Give Me Your Tired and Your Poor


As we wait for the final news on this historic democratic primary, I thought it might pass the time to highlight this great editorial in the New York Times. This Bush era, immigration panic is so counter to what our country should be aspiring to, so counter to our self-image, so painful. And I agree that when the dust settles on this decade of disasterous policy we will have trouble facing this craziness head on and dealing with it.

Someday, the country will recognize the true cost of its war on illegal immigration. We don't mean dollars, though those are being squandered by the billions. The true cost is to the national identity: the sense of who we are and what we value.
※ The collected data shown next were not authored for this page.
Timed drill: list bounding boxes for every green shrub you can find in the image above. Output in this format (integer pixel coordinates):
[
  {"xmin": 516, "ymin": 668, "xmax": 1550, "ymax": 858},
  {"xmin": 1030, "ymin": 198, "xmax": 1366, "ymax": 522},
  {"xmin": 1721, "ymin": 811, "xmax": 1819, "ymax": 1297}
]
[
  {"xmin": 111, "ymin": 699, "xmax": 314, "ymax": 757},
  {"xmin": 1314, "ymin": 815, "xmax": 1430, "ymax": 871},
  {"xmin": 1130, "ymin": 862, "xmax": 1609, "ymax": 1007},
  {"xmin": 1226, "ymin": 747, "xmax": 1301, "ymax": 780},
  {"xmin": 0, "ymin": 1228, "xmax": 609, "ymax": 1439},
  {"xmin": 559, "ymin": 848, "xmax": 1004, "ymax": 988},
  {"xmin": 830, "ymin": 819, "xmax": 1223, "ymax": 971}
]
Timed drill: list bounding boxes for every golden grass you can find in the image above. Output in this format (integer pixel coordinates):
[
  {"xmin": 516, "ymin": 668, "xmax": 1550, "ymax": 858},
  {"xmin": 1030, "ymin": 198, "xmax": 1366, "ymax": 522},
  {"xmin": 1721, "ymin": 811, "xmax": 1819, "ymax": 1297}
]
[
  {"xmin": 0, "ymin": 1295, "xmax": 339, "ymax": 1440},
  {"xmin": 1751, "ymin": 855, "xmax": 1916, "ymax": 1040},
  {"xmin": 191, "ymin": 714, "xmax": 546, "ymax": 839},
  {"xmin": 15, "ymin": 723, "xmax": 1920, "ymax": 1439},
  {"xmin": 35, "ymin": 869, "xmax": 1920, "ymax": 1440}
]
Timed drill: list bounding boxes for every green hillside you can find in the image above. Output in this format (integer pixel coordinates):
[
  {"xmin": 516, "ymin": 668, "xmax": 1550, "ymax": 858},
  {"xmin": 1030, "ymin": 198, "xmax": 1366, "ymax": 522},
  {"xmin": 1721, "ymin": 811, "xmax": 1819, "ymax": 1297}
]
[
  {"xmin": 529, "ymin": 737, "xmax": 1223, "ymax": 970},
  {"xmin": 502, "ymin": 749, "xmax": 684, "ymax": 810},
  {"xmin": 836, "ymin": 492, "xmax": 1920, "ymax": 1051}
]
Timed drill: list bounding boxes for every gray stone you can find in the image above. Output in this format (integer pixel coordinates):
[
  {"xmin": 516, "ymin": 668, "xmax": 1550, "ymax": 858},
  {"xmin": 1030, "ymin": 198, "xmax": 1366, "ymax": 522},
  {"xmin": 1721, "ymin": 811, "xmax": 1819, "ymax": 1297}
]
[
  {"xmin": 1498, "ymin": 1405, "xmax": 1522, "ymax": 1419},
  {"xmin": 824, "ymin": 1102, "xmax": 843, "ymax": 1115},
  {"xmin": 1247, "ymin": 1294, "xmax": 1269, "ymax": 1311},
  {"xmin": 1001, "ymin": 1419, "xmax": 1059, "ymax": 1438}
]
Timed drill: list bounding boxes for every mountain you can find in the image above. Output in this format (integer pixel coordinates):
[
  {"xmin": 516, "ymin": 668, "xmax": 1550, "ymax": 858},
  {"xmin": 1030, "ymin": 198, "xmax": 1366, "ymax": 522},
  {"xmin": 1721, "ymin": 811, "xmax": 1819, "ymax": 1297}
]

It will hit us once the enforcement fever breaks, when we look at what has been done and no longer recognize the country that did it...

...Every time this country has singled out a group of newly arrived immigrants for unjust punishment, the shame has echoed through history. Think of the Chinese and Irish, Catholics and Americans of Japanese ancestry. Children someday will study the Great Immigration Panic of the early 2000s, which harmed countless lives, wasted billions of dollars and mocked the nation's most deeply held values.
-NYTIMES

Not that this is the first time, far from it. But here we are again.

For this reason among so many others, I am excited beyond measure at the chance for an Obama presidency as a symbol of our background, our multicultural history reflected in his personal history. President Obama has the potential to be a central coming together point to talk about our history, and our future.

My family is Welsh, German and English. My friends are Japanese-American, Indian-American, Cherokee, African-American, Greek-American, Chinese-American, friends who's families are from Mexico, Peru, Italy, Russia and so many other places...

We are from everywhere. And we are Americans. And hopefully after today we will have a nominee who will represent all of us.